Steve Blank is a serial entrepreneur and now educator at Stanford. Eric Ries must also be mentioned, another pioneer in this area, entrepreneurship author (The Lean Startup), who learned under Steve Blank. They both wanted to know why is it that certain ventures made it and so any others don’t. They studied thousands of tech ventures and discovered an important sequence of events to follow - a methodology - all based on DATA, that strongly suggests WHY certain ventures make it, and HOW they execute the process of making it.
"Lean Startup Principles" was born from their books, and it's now taught by virtually every accelerator in the county (now 200+), most entrepreneurship University curricula, and now the NSF. The NSF is using it as a gate-keeping step entrepreneurs must pass through to win later-phase SBIRs.
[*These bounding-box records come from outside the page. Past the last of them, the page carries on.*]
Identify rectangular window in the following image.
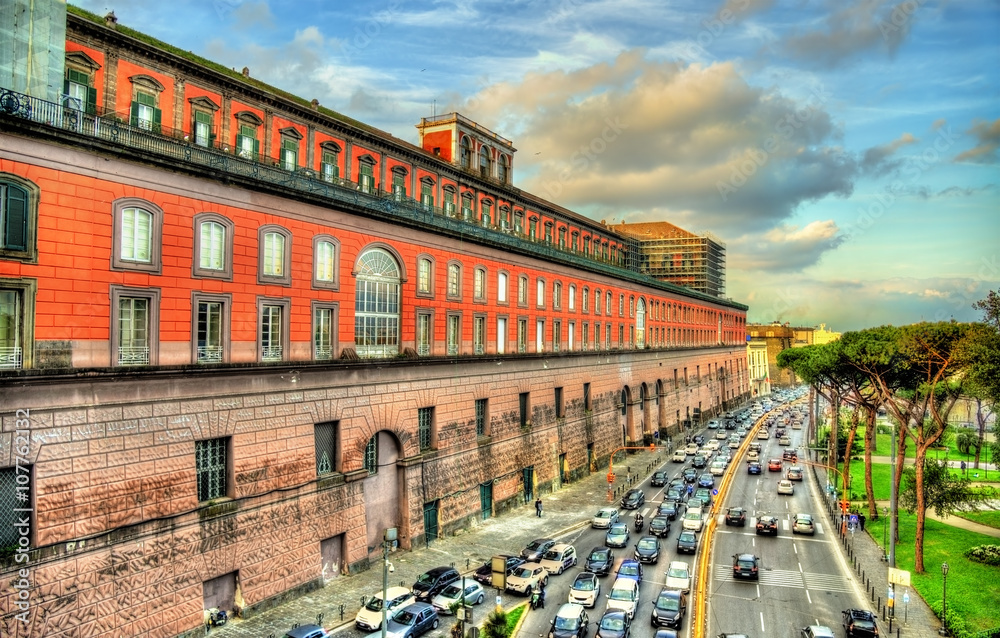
[447,315,462,355]
[194,438,229,503]
[472,315,486,354]
[417,408,434,452]
[313,421,340,476]
[476,399,490,436]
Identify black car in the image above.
[649,589,687,629]
[596,611,632,638]
[733,554,760,580]
[622,489,646,510]
[677,530,698,554]
[584,547,615,576]
[635,536,660,564]
[649,516,670,538]
[843,609,878,638]
[726,507,747,527]
[473,554,524,585]
[412,566,461,603]
[521,538,556,561]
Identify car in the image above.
[521,538,556,561]
[622,488,646,510]
[733,554,760,580]
[539,543,577,576]
[569,572,601,607]
[431,580,486,614]
[792,514,816,536]
[595,610,632,638]
[757,514,778,536]
[841,609,878,638]
[615,558,642,585]
[472,554,524,585]
[549,604,593,638]
[607,578,639,620]
[726,507,747,527]
[649,589,687,629]
[655,501,681,521]
[681,507,705,532]
[634,536,660,564]
[506,563,549,596]
[665,560,691,594]
[604,523,629,547]
[413,566,461,603]
[590,507,618,529]
[802,625,834,638]
[677,530,698,554]
[281,616,330,638]
[649,516,670,538]
[584,547,615,576]
[385,603,440,638]
[354,587,417,632]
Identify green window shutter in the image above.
[0,185,28,250]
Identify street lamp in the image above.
[938,563,948,636]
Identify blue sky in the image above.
[71,0,1000,331]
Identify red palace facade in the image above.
[0,7,749,638]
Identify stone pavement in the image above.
[211,447,670,638]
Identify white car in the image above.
[354,587,417,632]
[681,507,705,532]
[590,507,618,529]
[506,563,549,595]
[667,560,691,593]
[607,578,639,618]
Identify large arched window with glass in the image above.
[354,248,401,358]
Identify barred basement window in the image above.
[194,438,229,502]
[417,408,434,452]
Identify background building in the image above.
[0,6,750,638]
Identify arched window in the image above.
[354,248,400,358]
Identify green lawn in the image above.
[867,512,1000,631]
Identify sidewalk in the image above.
[211,447,670,638]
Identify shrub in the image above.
[965,545,1000,567]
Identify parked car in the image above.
[650,589,687,629]
[584,547,615,576]
[666,560,691,594]
[733,554,760,580]
[590,507,618,529]
[413,566,461,603]
[354,587,417,632]
[431,580,486,615]
[385,603,439,638]
[569,572,601,608]
[539,543,577,575]
[549,603,590,638]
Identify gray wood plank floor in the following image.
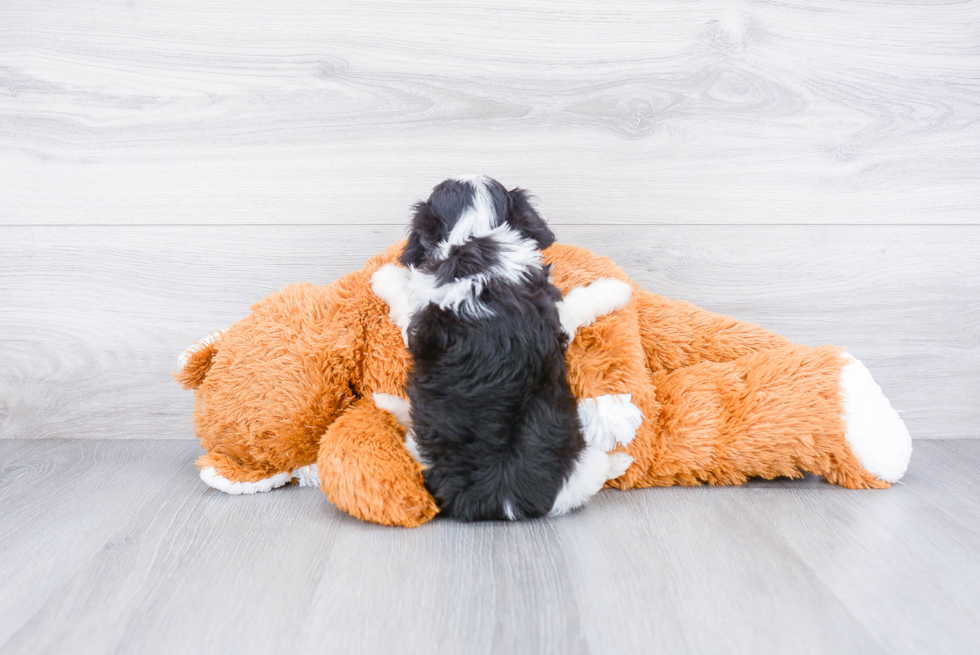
[0,440,980,655]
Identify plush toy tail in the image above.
[174,330,224,389]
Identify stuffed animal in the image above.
[176,244,912,527]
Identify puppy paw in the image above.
[606,450,633,480]
[557,278,633,339]
[578,393,643,452]
[371,264,412,343]
[405,430,429,469]
[548,445,612,516]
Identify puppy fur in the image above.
[401,176,611,520]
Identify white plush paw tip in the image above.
[578,393,643,452]
[557,278,633,338]
[606,451,633,480]
[292,464,320,487]
[840,353,912,482]
[201,467,293,496]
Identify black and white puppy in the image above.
[372,176,635,520]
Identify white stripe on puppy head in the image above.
[439,175,497,257]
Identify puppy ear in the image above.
[398,202,438,268]
[507,189,555,250]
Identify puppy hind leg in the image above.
[548,444,620,516]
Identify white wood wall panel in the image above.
[0,226,980,439]
[0,0,980,224]
[0,0,980,439]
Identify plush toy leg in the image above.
[197,453,320,496]
[317,398,439,527]
[610,346,911,489]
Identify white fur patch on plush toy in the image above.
[840,353,912,482]
[557,278,633,339]
[201,464,320,496]
[177,330,225,371]
[578,393,643,454]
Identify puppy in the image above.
[372,176,632,521]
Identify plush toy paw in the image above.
[201,464,320,496]
[840,353,912,482]
[606,450,633,480]
[578,393,643,454]
[557,278,633,339]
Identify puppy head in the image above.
[400,175,555,268]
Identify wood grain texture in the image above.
[0,226,980,439]
[0,440,980,655]
[0,0,980,224]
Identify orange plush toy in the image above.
[177,244,912,527]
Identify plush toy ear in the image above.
[174,330,224,389]
[398,202,439,268]
[507,189,555,250]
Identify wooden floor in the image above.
[0,439,980,655]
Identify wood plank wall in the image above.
[0,0,980,439]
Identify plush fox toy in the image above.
[176,244,912,527]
What the Lean Process does is force the entrepreneur to discover real business problems and potential customers BEFORE their solution is presented. Enough about the WHY. Let's explore the WHAT .... What is "Lean" and how is it different?
The Business Model Canvas is the tool or framework that you use to work through taking your innovation to the market. It’s non-proprietary and several versions are out there. It's the Cliff's Notes to the sequence of events that you are following to get some traction with customers and partners. They all accomplish the same thing - VALIDATION, without spending a lot of money. Fail fast, pivot, adapt. The variation which I prefer is different than Steve Blank’s (www.steveblank.com) and based on Ash Maurya’s canvas (www.practicetrumpstheory.com)
Lean also requires a deep understanding of market segmentation, and how the value chain of that industry works. Focusing on one segment is a key part to the Canvas - because each segment articulates a problem differently …. And those differences ripple all the way through the 9 elements of the canvas. Here are the 9 elements of the canvas:
1 – Segment 2 – Problem 3 – Unique Value Proposition
4 – Unique Solution 5 – Channels 6 – Revenue Model
7 – Cost Structure 8 – Key Metrics 9 – Unfair Advantage
A start-up is a temporary organization that goes out on a Customer Discovery expedition. And it’s searching for a repeatable and scalable model. The canvas forces constant testing of your key elements (assumptions) in the real world. Once you find (believe you have found) your Customer, the next step - Customer Execution - involves scaling processes - bringing on more people, putting processes in place, developing better metrics.
Bottom line: It is a ton of work to go through the 2 major steps of Lean as Blank details in The Startup Owners Manual. But you can’t ask for money until you’ve done the work. Most investors know about this process and follow it for their portfolio companies. So when they ask about traction, you should describe how far into the Lean Customer Discovery or Customer Execution phase you are. Your venture’s Valuation maps directly onto these stages.
I can vouch for the process as someone who has been bringing complex technologies to many markets for many years. I have way too many scars with "technology in search of a business problem". With the ones that struggled (and are struggling), we were not clear about the problem we were solving. They all ended badly. I'm a super-convert - this process works.